Дик не прихватил с собой полотенца, и смахнул пот просто рукой.
– Хотите знать, что я думаю обо всем этом? – спросил он.
– Да. Скажи мне. В конце концов, – женщина снова улыбнулась горько, – ты не сможешь сказать мне ничего нового.
– Я почитал вашего брата как святого. Даже икону сам сделал и повесил в часовне. Но после того, что вы мне рассказали… ну и еще после кое-чего я думаю… думаю, что был страшным олухом. Не потому что почитал его и, в общем, продолжаю. Но почитал его не за то. Он оказался гораздо лучше, чем я думал.

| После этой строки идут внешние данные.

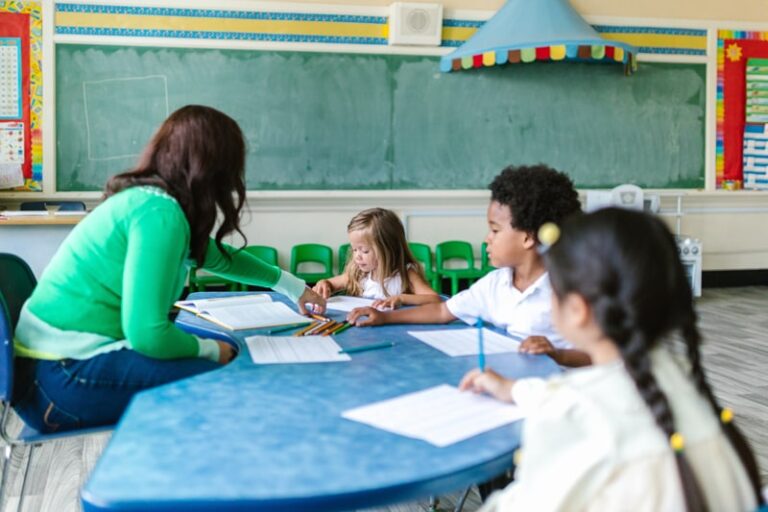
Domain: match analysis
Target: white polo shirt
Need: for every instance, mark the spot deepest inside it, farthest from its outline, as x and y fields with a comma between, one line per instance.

И я… постарался бы восстановить справедливость, если бы мог.
– Спасибо, – Баккарин сказала это серьезно, а потом добавила: – На нас смотрят.
Подняв ногу, она уперлась носком в противоположный бортик, прямо возле головы Дика.
«Подвинься», – сказал внутренний гад. – «Это моя работа».
Дик с неохотой передал управление. Интересно, подумал он, я все-таки схожу с ума? Тот, кто берет Баккарин за коленку и прижимается к ее голени щекой – это я или не я? И кто из нас настоящий – тот, кто сейчас, кажется, упадет в обморок из-за полного отлива крови от мозга? Или тот, кто изнутри черепной коробки хладнокровно всем управляет?
– Кхм, – откашлялись за изгородью. Шана. – Может, кое-кто об этом забыл, но сегодня понедельник. И хотя у одних выходной, другие должны идти в школу.
– Оро… – Дик и в самом деле об этом забыл. – Э… я сейчас.